Carrie earned a Bachelor of Arts degree in English (with grades 6-12 licensure). Meredith's teacher education program is unique in that students choose a content area as a major and also seek licensure in a field or grade level. As a result, graduates are experts in both a content area and in the tools of teaching.
Carrie led Mooresville Middle through one of the state’s first schoolwide 1:1 Digital Conversions. Today her school is a national model for using technology to support instruction. “Carrie is a pioneer who believes in the power of shifting school culture, thoughtful planning, and cultivating meaningful and productive relationships among teachers and student,” said State Superintendent June Atkinson.

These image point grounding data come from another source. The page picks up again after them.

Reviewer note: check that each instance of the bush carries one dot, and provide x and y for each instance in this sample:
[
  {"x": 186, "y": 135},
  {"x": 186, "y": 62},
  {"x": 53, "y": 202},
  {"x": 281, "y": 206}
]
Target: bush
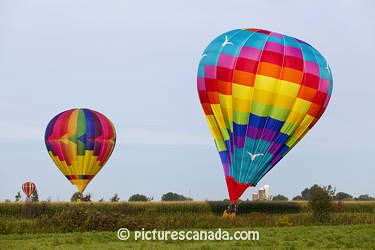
[
  {"x": 174, "y": 197},
  {"x": 280, "y": 197},
  {"x": 343, "y": 196},
  {"x": 139, "y": 197},
  {"x": 320, "y": 202}
]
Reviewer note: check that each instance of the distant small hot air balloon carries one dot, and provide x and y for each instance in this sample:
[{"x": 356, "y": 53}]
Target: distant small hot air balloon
[
  {"x": 261, "y": 92},
  {"x": 80, "y": 141},
  {"x": 28, "y": 188}
]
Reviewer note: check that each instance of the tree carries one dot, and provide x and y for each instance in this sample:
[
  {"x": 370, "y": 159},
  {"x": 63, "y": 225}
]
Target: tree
[
  {"x": 320, "y": 203},
  {"x": 35, "y": 196},
  {"x": 364, "y": 197},
  {"x": 297, "y": 198},
  {"x": 18, "y": 196},
  {"x": 279, "y": 197},
  {"x": 139, "y": 197},
  {"x": 115, "y": 198},
  {"x": 174, "y": 197},
  {"x": 343, "y": 196}
]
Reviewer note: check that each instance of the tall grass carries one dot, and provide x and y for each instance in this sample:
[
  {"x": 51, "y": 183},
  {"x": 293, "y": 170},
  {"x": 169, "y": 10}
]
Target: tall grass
[{"x": 72, "y": 217}]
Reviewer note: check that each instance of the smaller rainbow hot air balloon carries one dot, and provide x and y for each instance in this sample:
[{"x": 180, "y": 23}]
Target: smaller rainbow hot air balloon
[
  {"x": 28, "y": 188},
  {"x": 80, "y": 142}
]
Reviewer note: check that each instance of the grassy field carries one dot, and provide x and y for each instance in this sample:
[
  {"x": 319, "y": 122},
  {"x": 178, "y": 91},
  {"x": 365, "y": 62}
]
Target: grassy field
[
  {"x": 67, "y": 217},
  {"x": 297, "y": 237},
  {"x": 93, "y": 225}
]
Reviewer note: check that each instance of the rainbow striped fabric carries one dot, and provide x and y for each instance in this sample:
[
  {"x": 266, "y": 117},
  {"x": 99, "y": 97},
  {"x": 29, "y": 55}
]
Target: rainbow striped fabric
[
  {"x": 80, "y": 141},
  {"x": 28, "y": 188},
  {"x": 261, "y": 92}
]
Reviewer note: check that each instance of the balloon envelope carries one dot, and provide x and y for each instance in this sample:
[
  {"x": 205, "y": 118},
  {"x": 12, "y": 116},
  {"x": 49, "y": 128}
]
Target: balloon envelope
[
  {"x": 261, "y": 92},
  {"x": 28, "y": 188},
  {"x": 80, "y": 141}
]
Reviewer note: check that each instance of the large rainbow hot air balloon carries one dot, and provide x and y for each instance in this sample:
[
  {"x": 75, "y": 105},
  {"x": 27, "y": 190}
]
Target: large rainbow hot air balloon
[
  {"x": 80, "y": 141},
  {"x": 28, "y": 188},
  {"x": 261, "y": 92}
]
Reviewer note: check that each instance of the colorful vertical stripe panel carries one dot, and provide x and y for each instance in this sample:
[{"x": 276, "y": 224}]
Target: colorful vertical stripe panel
[{"x": 261, "y": 92}]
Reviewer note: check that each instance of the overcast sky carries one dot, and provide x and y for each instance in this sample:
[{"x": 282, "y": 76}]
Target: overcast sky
[{"x": 136, "y": 62}]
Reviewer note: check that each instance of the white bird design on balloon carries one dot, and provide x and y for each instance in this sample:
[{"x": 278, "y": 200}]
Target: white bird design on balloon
[
  {"x": 226, "y": 42},
  {"x": 253, "y": 156}
]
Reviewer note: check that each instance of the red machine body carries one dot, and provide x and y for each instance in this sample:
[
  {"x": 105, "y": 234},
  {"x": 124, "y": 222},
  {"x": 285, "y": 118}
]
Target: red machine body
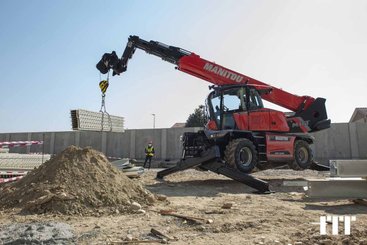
[{"x": 244, "y": 132}]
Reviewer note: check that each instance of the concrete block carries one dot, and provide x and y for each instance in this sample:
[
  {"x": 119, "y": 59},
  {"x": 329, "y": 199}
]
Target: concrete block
[
  {"x": 348, "y": 168},
  {"x": 342, "y": 188}
]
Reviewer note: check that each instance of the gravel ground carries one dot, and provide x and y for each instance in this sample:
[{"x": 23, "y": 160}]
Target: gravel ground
[{"x": 284, "y": 217}]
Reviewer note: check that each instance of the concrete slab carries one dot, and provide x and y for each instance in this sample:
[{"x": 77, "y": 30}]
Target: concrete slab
[
  {"x": 96, "y": 121},
  {"x": 348, "y": 168},
  {"x": 341, "y": 188}
]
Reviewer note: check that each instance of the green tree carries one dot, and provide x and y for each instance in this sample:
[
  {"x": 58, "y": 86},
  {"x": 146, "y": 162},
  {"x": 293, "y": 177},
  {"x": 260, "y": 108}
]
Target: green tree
[{"x": 198, "y": 118}]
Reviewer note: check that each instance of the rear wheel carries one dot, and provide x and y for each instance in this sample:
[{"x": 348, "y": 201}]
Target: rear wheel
[
  {"x": 303, "y": 156},
  {"x": 241, "y": 154}
]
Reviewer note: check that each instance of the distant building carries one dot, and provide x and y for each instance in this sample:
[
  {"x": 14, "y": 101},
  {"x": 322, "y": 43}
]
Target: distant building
[
  {"x": 359, "y": 115},
  {"x": 178, "y": 125}
]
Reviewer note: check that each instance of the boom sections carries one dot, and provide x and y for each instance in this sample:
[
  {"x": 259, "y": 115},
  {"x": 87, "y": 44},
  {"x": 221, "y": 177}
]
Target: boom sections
[{"x": 312, "y": 111}]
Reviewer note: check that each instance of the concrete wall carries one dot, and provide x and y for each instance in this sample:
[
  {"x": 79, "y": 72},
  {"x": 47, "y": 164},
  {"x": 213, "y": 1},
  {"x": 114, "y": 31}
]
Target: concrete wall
[{"x": 341, "y": 141}]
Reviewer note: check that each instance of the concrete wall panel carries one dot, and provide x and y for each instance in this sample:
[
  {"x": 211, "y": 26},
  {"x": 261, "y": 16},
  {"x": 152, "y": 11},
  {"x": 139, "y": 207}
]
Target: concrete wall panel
[
  {"x": 362, "y": 139},
  {"x": 91, "y": 139},
  {"x": 333, "y": 143},
  {"x": 341, "y": 141},
  {"x": 61, "y": 141}
]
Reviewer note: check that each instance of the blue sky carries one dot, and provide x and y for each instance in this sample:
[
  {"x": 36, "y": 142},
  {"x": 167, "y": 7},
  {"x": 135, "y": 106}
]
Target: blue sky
[{"x": 48, "y": 52}]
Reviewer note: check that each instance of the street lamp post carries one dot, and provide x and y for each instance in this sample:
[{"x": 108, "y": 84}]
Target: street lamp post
[{"x": 153, "y": 120}]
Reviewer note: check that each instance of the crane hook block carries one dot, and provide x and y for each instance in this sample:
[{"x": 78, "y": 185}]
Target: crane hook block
[{"x": 103, "y": 85}]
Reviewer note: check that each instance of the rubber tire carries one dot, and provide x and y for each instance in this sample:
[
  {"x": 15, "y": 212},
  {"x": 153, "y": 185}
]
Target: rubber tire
[
  {"x": 232, "y": 154},
  {"x": 297, "y": 163}
]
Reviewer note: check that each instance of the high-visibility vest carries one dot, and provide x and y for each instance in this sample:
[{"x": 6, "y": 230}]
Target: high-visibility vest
[{"x": 149, "y": 151}]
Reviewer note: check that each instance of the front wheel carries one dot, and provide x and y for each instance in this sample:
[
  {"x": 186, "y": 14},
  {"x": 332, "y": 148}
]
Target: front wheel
[
  {"x": 303, "y": 156},
  {"x": 241, "y": 154}
]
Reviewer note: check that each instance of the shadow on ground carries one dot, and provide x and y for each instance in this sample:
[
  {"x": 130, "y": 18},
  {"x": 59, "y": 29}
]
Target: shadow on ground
[{"x": 212, "y": 187}]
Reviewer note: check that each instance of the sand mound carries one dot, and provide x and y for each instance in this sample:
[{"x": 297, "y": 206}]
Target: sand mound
[{"x": 77, "y": 181}]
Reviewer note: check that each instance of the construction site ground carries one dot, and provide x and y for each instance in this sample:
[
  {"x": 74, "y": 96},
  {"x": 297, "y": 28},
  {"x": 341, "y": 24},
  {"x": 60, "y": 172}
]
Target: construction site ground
[{"x": 284, "y": 217}]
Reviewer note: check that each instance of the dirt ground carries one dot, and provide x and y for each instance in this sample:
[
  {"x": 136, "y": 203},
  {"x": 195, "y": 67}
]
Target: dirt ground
[{"x": 284, "y": 217}]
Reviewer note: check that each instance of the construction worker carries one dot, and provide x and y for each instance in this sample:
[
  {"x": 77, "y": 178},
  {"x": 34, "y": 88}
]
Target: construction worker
[{"x": 149, "y": 153}]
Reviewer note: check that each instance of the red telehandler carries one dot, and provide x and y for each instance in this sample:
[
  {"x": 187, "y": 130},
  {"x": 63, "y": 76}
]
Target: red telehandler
[{"x": 241, "y": 135}]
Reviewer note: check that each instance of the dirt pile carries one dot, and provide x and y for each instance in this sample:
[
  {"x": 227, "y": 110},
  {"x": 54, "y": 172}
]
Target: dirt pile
[{"x": 76, "y": 181}]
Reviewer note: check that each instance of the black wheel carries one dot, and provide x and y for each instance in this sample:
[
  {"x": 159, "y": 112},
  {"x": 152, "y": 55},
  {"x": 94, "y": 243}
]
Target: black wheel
[
  {"x": 241, "y": 154},
  {"x": 303, "y": 156}
]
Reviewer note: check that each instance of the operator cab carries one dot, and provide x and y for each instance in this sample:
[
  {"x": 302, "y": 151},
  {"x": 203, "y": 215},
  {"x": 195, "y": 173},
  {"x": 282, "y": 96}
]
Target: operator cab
[{"x": 226, "y": 101}]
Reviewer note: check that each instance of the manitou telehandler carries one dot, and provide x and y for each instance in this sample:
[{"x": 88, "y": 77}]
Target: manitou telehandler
[{"x": 241, "y": 134}]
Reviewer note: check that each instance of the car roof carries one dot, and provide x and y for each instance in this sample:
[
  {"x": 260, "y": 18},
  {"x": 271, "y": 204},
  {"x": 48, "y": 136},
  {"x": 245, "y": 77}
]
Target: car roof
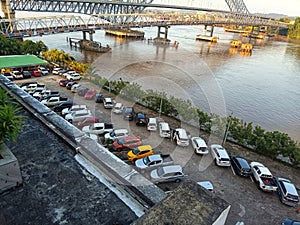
[
  {"x": 172, "y": 169},
  {"x": 182, "y": 132},
  {"x": 119, "y": 131},
  {"x": 144, "y": 147},
  {"x": 289, "y": 186},
  {"x": 154, "y": 157},
  {"x": 199, "y": 141}
]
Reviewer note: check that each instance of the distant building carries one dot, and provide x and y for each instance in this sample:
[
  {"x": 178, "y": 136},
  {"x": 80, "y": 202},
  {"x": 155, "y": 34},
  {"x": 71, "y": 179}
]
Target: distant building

She credits some of the successes at Mooresville Middle to a focus on school climate and culture. "School culture is a powerful component of education that is often overlooked. Many educational initiatives become pointless because there is a failure to evaluate and proactively develop school culture. As we implemented our 1:1 technology initiative, this became reality for Mooresville Middle School. We have now seen what a difference this intentional plan has made," Carrie said.
In addition to her Meredith degree, Carrie holds a master’s degree in school administration from Gardner-Webb University, and a doctorate in educational leadership from Wingate University. She is a 2013 alumni of the Distinguished Leadership in Practice (DLP) program, a program sponsored by N.C. Department of Public Instruction (DPI) and developed and provided by the N.C. Principals & Assistant Principals' Association (NCPAPA.) She also serves as a developer and facilitator of the Distinguished Leadership in Practice for Digital Learning program, a program currently being developed through a partnership between NCPAPA, the NCSU Friday Institute for Educational Innovation, and DPI.
“Carrie has proven herself to be an exceptional leader, distinguished in every way,” said Dr. Shirley Prince, NCPAPA Executive Director. “She is a true role model for all principals.”